DETAILED DESCRIPTION

[0006] The embodiments of the invention may be directed to storing a media file in a network for playback at a later time. In one embodiment, a network device may receive a plurality of real-time packets carrying voice information. The term “real-time” as used herein may refer to the time during an interactive call connection, such as a telephone conversation between two parties or one party and an automated system. The packets may be compressed for real-time transport over a packet network to another network device. An example of a packet network may comprise the Internet. In one embodiment of the invention, a media server may collect the compressed real-time packets and form a media file. The media server may store the media file for playback at a later time. Playback may be implemented at any conventional playback device. Depending on the compression technology used, the storage memory for the media file may be reduced by approximately 45% or more.

[0007] Storing compressed real-time voice information as a media file may provide several advantages. For example, real-time voice information is typically transported as real-time voice packets in a network in accordance with several communication protocols. It may be desirable to store the real-time voice packets for playback at a later time.
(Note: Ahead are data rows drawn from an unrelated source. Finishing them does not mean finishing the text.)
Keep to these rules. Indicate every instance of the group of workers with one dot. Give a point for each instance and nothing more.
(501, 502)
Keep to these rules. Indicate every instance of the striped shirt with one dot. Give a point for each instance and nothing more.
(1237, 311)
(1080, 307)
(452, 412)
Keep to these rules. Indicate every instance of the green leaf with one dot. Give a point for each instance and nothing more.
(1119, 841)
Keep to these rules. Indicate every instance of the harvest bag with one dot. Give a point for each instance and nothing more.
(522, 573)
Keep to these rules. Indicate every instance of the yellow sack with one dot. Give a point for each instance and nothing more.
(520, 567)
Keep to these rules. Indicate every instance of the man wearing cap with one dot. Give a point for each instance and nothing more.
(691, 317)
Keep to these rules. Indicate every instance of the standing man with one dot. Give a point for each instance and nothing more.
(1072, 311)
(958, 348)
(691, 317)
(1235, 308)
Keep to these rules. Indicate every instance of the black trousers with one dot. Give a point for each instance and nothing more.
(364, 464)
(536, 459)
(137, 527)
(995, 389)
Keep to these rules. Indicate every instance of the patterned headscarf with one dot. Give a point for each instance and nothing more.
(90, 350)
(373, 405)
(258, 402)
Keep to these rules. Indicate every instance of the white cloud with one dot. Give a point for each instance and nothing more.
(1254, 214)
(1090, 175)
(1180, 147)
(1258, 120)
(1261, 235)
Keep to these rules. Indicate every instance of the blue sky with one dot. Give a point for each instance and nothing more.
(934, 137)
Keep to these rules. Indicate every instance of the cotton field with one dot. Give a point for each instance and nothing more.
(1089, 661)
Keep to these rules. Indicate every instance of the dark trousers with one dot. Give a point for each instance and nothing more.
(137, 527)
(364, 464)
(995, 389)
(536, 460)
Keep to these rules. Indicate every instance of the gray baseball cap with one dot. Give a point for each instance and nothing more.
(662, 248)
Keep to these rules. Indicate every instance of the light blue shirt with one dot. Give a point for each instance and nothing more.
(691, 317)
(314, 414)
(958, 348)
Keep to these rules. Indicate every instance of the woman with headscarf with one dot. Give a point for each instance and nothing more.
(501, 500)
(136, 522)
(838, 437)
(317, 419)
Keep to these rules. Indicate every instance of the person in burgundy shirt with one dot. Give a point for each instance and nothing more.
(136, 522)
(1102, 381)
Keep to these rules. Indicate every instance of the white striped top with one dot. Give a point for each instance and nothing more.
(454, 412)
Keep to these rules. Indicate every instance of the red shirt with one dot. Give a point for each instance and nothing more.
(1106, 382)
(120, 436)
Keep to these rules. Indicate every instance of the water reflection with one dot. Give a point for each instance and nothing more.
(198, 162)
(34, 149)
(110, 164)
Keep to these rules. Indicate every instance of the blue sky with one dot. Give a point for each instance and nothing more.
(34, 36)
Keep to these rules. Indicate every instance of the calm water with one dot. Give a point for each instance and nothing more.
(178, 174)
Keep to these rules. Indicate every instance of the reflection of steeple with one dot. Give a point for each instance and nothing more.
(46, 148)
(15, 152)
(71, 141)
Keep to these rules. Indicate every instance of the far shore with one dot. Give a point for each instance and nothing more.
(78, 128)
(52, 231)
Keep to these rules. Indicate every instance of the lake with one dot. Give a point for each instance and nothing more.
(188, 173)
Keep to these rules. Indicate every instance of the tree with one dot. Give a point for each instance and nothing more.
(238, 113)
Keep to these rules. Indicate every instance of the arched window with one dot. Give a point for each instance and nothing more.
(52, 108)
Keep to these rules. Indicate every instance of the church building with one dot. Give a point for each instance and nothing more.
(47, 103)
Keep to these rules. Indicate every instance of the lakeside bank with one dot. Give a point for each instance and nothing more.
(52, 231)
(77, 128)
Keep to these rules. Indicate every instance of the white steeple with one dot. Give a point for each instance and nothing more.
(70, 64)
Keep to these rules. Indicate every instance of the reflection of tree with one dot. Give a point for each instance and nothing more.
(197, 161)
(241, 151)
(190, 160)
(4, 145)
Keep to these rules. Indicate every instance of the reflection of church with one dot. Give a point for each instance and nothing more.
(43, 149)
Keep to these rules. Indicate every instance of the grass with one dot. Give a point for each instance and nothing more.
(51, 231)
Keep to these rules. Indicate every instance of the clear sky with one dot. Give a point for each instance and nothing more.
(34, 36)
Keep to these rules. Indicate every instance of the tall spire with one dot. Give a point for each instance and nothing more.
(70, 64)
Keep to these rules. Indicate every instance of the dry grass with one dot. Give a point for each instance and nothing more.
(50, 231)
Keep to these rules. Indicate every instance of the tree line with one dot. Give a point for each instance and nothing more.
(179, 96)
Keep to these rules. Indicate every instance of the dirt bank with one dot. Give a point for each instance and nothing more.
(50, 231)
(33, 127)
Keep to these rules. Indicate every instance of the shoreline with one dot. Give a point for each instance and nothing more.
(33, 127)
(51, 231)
Each packet, however, may contain control information needed to implement each communication protocol. In some instances, the amount of control information carried by a packet may be significant, depending on the type and number of protocols used to communicate the real-time packets. In fact, there may be instances where the amount of control information carried by a packet may exceed the media data carried by the packet. The control information, therefore, may constitute significant overhead that makes storing a real-time voice packet expensive in terms of consumed storage memory. The embodiments attempt to reduce this overhead by compressing the control information for real-time voice packets, collecting the compressed real-time voice packets into a media file, and storing the media file for playback at a later time.

[0008] It is worthy to note that any reference in the specification to “one embodiment” or “an embodiment” means that a particular feature, structure, or characteristic described in connection with the embodiment is included in at least one embodiment of the invention. The appearances of the phrase “in one embodiment” in various places in the specification are not necessarily all referring to the same embodiment.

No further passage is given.